If after completing and signing the ABN, a beneficiary changes his/her mind, the notifier should present the previously completed ABN to the beneficiary and request that the beneficiary annotate the original ABN. The annotation must include a clear indication of his/her new option selection along with the beneficiary's signature and date of annotation. In situations where the notifier is unable to present the ABN to the beneficiary in person, the notifier may annotate the form to reflect the beneficiary's new choice and immediately forward a copy of the annotated notice to the beneficiary to sign, date, and return. In both situations, a copy of the annotated ABN should be provided to the beneficiary as soon as possible.

Alright, so, that seems clear enough. But what if the beneficiary changes their mind on the selected option after the service has been provided? You would think that would be a case of "too bad, so sad." However, the above MCPM section continues as follows:

If a related claim has been filed, it should be revised or cancelled if necessary to reflect the beneficiary's new choice.

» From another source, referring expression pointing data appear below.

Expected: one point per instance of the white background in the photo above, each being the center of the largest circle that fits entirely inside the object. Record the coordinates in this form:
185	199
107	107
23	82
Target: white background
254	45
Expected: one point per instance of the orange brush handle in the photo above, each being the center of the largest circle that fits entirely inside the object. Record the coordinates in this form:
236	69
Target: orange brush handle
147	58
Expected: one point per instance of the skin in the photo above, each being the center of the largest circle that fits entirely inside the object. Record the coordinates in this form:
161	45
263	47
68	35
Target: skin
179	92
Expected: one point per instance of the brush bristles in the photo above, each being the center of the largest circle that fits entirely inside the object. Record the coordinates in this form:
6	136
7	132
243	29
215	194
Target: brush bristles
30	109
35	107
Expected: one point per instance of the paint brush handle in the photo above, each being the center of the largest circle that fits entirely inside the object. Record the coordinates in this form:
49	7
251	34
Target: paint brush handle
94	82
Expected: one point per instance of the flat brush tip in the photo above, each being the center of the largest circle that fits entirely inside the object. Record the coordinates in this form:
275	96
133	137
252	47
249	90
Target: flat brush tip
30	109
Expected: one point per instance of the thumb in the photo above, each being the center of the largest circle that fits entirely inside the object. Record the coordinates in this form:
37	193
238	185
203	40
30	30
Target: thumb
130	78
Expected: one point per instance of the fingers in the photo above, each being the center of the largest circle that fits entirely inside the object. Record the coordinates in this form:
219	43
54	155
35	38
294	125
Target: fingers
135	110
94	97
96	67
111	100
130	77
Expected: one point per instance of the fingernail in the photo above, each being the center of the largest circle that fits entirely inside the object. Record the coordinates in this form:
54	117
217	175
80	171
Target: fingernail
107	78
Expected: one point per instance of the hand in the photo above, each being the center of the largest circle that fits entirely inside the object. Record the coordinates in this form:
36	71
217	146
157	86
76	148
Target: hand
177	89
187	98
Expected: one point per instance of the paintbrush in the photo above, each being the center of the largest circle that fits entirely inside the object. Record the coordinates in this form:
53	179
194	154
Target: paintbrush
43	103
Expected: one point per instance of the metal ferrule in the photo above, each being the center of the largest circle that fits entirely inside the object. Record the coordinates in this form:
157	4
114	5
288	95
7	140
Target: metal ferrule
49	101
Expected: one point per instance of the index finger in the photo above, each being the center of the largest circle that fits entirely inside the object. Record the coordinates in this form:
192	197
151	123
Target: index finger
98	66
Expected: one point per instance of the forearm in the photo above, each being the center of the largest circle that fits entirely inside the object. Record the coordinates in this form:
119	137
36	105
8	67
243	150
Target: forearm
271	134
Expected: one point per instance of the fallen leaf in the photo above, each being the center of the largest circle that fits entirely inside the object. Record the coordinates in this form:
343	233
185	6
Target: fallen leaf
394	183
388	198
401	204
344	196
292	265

The above language may be a little vague and open to interpretation; however, we have taken the position that beneficiaries are allowed to change their ABN option selection even where the service has been performed and the claim has been submitted. You will, therefore, need to have the patient annotate the original ABN, as outlined above, if they now choose to bill Medicare. If their new selection is to not bill Medicare, then we would rescind the claim.